MatrixOne Python SDK Documentation

For complete API reference, see MatrixOne Python SDK Documentation

Before You Start

Prerequisites

  • MatrixOne database installed and running
  • Python 3.7 or higher
  • MatrixOne Python SDK installed

Install SDK

pip3 install matrixone-python-sdk

Complete Working Example

Save this as fulltext_demo.py and run with python3 fulltext_demo.py:

from matrixone import Client, FulltextIndex, FulltextAlgorithmType
from matrixone.config import get_connection_params
from matrixone.sqlalchemy_ext import natural_match
from matrixone.orm import declarative_base
from sqlalchemy import BigInteger, Column, String, Text, Integer, Float

print("="* 70)
print("MatrixOne Natural Language Fulltext Search Demo")
print("="* 70)

# Step 1: Connect to database
host, port, user, password, database = get_connection_params(database='demo')
client = Client()
client.connect(host=host, port=port, user=user, password=password, database=database)
print(f"Successfully connected to database: {host}:{port}/{database}")
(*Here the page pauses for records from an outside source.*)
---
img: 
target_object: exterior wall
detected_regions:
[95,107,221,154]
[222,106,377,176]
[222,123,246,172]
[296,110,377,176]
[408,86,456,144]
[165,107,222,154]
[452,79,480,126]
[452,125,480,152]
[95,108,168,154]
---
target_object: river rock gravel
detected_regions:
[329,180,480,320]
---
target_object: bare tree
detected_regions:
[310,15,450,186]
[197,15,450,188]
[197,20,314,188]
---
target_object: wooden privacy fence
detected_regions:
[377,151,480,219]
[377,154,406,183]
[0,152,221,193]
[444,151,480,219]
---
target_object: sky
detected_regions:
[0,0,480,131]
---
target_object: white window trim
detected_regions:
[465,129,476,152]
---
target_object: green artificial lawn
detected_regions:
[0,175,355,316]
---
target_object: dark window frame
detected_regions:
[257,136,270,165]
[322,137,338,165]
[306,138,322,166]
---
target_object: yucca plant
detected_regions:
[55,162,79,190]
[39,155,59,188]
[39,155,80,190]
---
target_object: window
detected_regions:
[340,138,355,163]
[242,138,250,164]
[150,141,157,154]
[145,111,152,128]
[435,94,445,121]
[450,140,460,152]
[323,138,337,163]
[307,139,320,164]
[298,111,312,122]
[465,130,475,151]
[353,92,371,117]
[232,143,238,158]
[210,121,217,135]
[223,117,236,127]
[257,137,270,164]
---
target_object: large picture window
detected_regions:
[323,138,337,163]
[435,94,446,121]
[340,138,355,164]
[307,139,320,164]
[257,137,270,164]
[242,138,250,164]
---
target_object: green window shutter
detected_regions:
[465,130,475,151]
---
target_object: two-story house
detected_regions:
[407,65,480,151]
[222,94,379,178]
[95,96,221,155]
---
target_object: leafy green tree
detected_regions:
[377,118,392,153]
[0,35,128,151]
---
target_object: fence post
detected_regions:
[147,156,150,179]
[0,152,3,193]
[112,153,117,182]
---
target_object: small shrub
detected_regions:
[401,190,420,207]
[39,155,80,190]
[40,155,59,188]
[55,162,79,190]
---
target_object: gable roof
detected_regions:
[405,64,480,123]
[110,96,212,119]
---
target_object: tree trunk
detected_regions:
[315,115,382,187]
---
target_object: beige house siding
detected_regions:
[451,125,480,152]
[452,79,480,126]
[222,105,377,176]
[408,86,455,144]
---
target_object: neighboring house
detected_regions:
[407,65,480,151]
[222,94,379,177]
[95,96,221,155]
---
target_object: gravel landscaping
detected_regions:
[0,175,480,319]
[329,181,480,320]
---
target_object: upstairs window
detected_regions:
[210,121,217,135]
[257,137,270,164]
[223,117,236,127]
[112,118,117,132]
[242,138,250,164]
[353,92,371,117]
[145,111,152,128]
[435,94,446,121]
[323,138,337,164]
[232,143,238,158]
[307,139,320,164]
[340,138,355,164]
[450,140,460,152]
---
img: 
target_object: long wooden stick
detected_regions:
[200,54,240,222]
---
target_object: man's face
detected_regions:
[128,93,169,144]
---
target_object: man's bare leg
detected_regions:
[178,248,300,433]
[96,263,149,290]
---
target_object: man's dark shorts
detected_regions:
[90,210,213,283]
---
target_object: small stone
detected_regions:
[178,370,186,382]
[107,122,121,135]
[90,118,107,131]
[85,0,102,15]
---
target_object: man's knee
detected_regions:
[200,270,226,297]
# Step 2: Define table structure
Base = declarative_base()

class Article(Base):
    """Article table with BM25 fulltext search"""
    __tablename__ = "natural_search_articles"

    id = Column(BigInteger, primary_key=True)
    title = Column(String(200))
    content = Column(Text)
    category = Column(String(100))
    author = Column(String(100))
    tags = Column(String(500))
    views = Column(Integer)
    rating = Column(Float)

    __table_args__ = (
        FulltextIndex("idx_article_search", ["title", "content"],
                     algorithm=FulltextAlgorithmType.BM25),
    )

print(f"Defined table with BM25 fulltext index on (title, content)")

# Step 3: Create table
client.fulltext_index.enable_fulltext()
client.execute('SET ft_relevancy_algorithm = "BM25"')
client.drop_table(Article)
client.create_table(Article)
print("Table created successfully")

# Step 4: Insert sample articles
sample_articles = [
    {
        "id": 1,
        "title": "Getting Started with Machine Learning",
        "content": "Machine learning is revolutionizing technology...",
        "category": "AI",
        "author": "Alice Johnson",
        "tags": "machine-learning, AI, tutorial",
        "views": 1500,
        "rating": 4.5
    },
    # ... more articles
]

client.batch_insert(Article, sample_articles)
print(f"Successfully inserted {len(sample_articles)} articles")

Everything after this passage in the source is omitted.